I never meant to be too cunning or selfishly calculative.
I am sorry for my wrongs.
I am sorry for the blades in my words of how they cut so deeply. I am sorry for my old and unhelpful matters of survival, which are unneeded and unnecessary now. Therefore, to some degree, apologies are unheard or unwanted because whether I knew or not and whether I am sorry too late, none of this matters because knowing that we have wronged someone and wholeheartedly apologizing means nothing if the offense is repeated.
It is amazing to think of where I was this time last year.
It is amazing to think who was in my life as opposed to who remained and who is in my life now.
I am still weary and unsure.
I am still apart and too distant from my beauty; in which case, I am searching for a way to be beautiful and unmarked or cleansed.
I understand that whether I am cleansed or redefined and renewed, I have a past and I have made decisions which are off-putting and unacceptable to some.
I am not here to apologize again because it has come to my understanding that an ongoing apology is no longer an apology. No, after a while, this becomes manipulation and a need to feel right about something we did wrong.

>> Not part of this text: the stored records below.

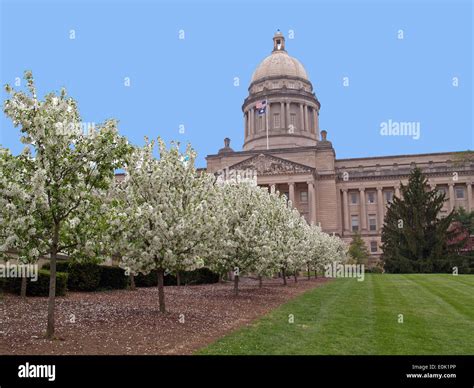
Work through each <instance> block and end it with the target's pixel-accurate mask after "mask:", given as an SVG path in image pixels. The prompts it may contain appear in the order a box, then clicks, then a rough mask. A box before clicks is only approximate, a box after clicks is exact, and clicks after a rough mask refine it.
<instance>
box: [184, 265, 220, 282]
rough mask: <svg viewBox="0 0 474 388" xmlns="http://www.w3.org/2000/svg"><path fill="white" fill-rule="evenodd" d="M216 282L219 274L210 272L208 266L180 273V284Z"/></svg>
mask: <svg viewBox="0 0 474 388" xmlns="http://www.w3.org/2000/svg"><path fill="white" fill-rule="evenodd" d="M217 282H219V274H217V273H215V272H212V271H211V270H210V269H209V268H205V267H203V268H199V269H196V270H194V271H186V272H182V273H181V283H182V284H212V283H217ZM175 284H176V282H175Z"/></svg>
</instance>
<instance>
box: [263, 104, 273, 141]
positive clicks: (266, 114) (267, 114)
mask: <svg viewBox="0 0 474 388" xmlns="http://www.w3.org/2000/svg"><path fill="white" fill-rule="evenodd" d="M265 125H268V128H267V127H265V131H266V130H267V129H268V133H270V130H271V129H272V128H273V124H272V110H271V104H270V101H268V100H267V110H266V111H265Z"/></svg>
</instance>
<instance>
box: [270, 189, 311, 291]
mask: <svg viewBox="0 0 474 388" xmlns="http://www.w3.org/2000/svg"><path fill="white" fill-rule="evenodd" d="M270 195H271V196H272V198H273V200H272V201H271V205H270V206H269V210H268V211H269V212H270V226H269V227H270V230H271V231H272V241H273V243H272V251H273V254H274V262H275V266H276V267H277V268H278V270H279V271H280V272H281V274H282V277H283V284H285V285H286V284H287V282H286V276H287V274H288V273H294V272H295V271H297V270H298V269H300V268H301V267H302V265H303V263H304V256H305V254H306V249H305V244H306V243H305V229H304V227H305V226H304V225H305V224H306V221H305V220H304V218H303V217H302V216H301V214H300V213H299V212H298V210H297V209H296V208H292V205H291V203H290V202H289V201H287V199H286V197H285V196H284V195H280V194H279V193H278V192H275V190H274V188H272V189H271V193H270Z"/></svg>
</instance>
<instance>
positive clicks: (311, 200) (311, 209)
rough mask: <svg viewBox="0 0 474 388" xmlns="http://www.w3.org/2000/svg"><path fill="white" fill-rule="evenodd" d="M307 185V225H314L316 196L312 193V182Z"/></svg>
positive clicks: (315, 218) (315, 205)
mask: <svg viewBox="0 0 474 388" xmlns="http://www.w3.org/2000/svg"><path fill="white" fill-rule="evenodd" d="M307 183H308V211H309V223H310V224H311V225H313V224H315V223H316V217H315V214H316V211H315V210H316V195H315V192H314V182H307Z"/></svg>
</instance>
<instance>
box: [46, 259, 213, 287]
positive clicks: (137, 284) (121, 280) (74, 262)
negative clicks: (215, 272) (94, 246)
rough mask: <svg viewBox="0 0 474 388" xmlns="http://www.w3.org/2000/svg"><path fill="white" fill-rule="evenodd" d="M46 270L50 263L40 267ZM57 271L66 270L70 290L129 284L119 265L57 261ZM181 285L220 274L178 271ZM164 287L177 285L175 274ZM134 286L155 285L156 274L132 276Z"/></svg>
mask: <svg viewBox="0 0 474 388" xmlns="http://www.w3.org/2000/svg"><path fill="white" fill-rule="evenodd" d="M43 269H49V263H46V264H45V265H44V266H43ZM56 270H57V271H58V272H66V273H68V274H69V277H68V289H69V290H71V291H97V290H100V289H124V288H126V287H127V286H128V284H129V277H128V276H126V275H125V272H124V270H123V269H122V268H119V267H113V266H105V265H99V264H95V263H78V262H58V263H57V264H56ZM180 280H181V284H188V285H191V284H210V283H217V282H218V281H219V275H218V274H216V273H214V272H212V271H211V270H209V269H207V268H200V269H197V270H195V271H183V272H181V273H180ZM164 284H165V286H174V285H176V284H177V280H176V276H174V275H172V274H167V275H166V276H165V278H164ZM135 285H136V286H137V287H156V286H157V285H158V275H157V272H156V271H151V272H150V273H149V274H147V275H142V274H139V275H137V276H135Z"/></svg>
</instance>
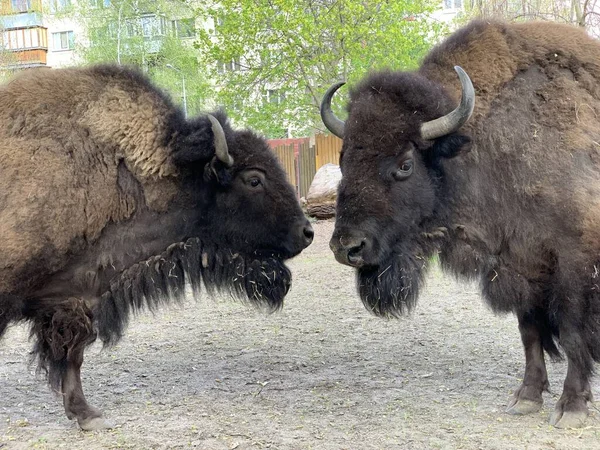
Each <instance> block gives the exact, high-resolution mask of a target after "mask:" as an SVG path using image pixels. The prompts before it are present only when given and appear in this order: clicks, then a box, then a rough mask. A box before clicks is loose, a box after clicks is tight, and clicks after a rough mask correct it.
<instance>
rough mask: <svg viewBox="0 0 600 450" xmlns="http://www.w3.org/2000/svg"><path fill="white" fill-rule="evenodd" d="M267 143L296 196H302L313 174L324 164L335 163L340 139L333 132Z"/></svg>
mask: <svg viewBox="0 0 600 450" xmlns="http://www.w3.org/2000/svg"><path fill="white" fill-rule="evenodd" d="M269 145H270V146H271V148H272V149H273V151H274V152H275V154H276V155H277V157H278V158H279V161H281V164H282V165H283V168H284V169H285V172H286V174H287V176H288V180H289V181H290V183H292V185H294V186H295V187H296V194H297V195H298V197H306V194H308V188H309V187H310V184H311V183H312V180H313V178H314V177H315V173H317V170H319V169H320V168H321V167H322V166H324V165H325V164H327V163H332V164H339V158H340V150H341V148H342V140H341V139H339V138H338V137H336V136H333V135H324V134H317V135H315V137H314V138H296V139H271V140H269Z"/></svg>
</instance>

Sometimes, the best apology and the best amends is to allow people the dignity of your distance—and since the world is both seasonal and cyclical, who knows what will happen when the summer comes back? Who knows what we will find when the beach will have washed the sands of our empty remnants are cleansed enough that we are free from the fights and free from the arguments—and more, who knows when or how long it will take for the resentments to rust away or subside enough to vanish?
When?
This often seems to be the question.
When is it enough time between two quarrels?
When are the wars at rest?
When do we heal?
I assume this has something to do with the understanding of self and the understanding that holding on or resenting someone is what drains us or steals our energy, and otherwise, this is not worthy of our time or attention.
Will I be angry about the same things this time next year?
I doubt it.
I’m not angry about the same things that happened this time last year.
At least—
Not anymore.
The world spins and while no one can feel the rotation, we can see the movement in the sky. We can tell by the movement of the seasons and the different cycles of life.
Time moves too—and while I can’t feel the clock as it ticks, I can see the space between my regrettable yesterdays—moving away from me, one day at a time.